- Install Miniconda
- Conda is a package manager that sandboxes your project’s dependencies in a virtual environment
- Miniconda contains Conda and its dependencies with no extra packages by default (as opposed to Anaconda, which installs some extra packages)
- cd into src, run
conda env create -f environment.yml
- This creates a Conda environment called
cs229-project
- Run
source activate cs229-project
- This activates the
cs229-project
environment - Do this each time you want to write/test your code
- data.csv: list of image pairings and class curated from radiologist information
- legs_folder: excluded from github for privacy, but expected to contain MRIs.
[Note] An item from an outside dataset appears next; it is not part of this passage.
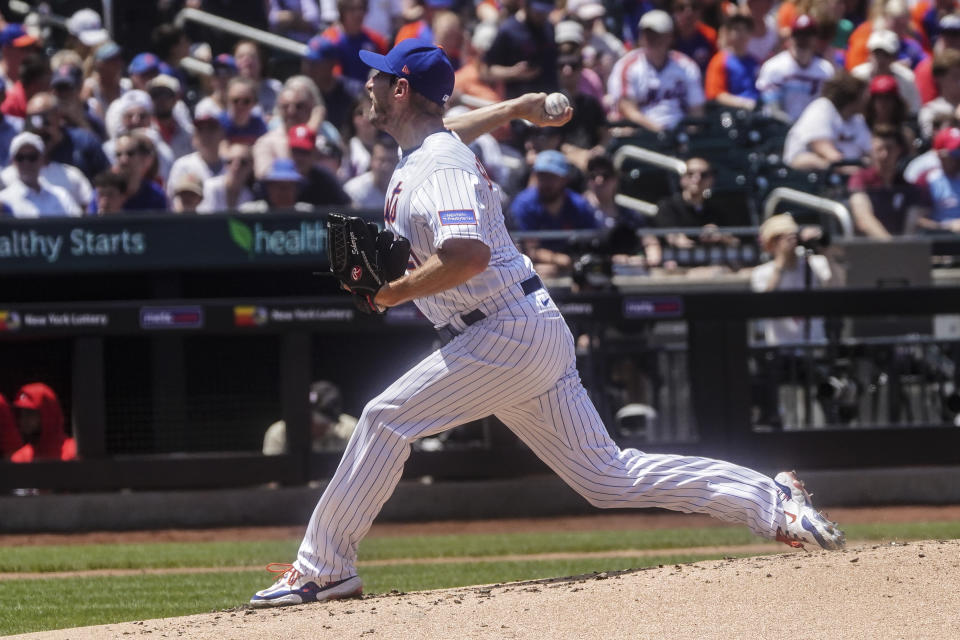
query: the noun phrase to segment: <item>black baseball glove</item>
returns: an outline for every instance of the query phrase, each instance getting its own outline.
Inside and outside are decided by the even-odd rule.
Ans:
[[[355,216],[327,215],[327,256],[330,272],[353,294],[364,313],[383,313],[373,299],[387,282],[401,277],[410,259],[410,241],[379,231]]]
Initial experimentation with histograms is contained in Baseline.ipynb
Jupyter notebooks as well as pickled output data and generated models are found in the inception folder. Key files:
- Tensorflow Inception v3 extraction.ipynb: contains pre-processing code for input images, and feature generation through inception model.
- inception_cnn_features2.pkl: selected set of features for images generated from tensorflow (dissimilarity of feature vectors, augmented, normalized and feature reduced)
- Inception CNN retraining.ipynb: various models trained on data generated with tensorflow.
- Ensemble Voter.ipynb: contains various models produced by voting ensembling inception and vbow models.
Work is contained in the vbow directory, which contains serialized models and intermediate data. Research work is spread through three notebooks: zach-cv.ipynb, zach-bagging.ipynb, and zach-models.ipynb. src/vision.py contains most of the core functionality, while the notebooks stitch things together.
- src/generate_features.py: contains utilities for feature generation, working with labels, and data augmentation.
- src/utils.py contains utilies for graphing, metrics evaluation, and analysis.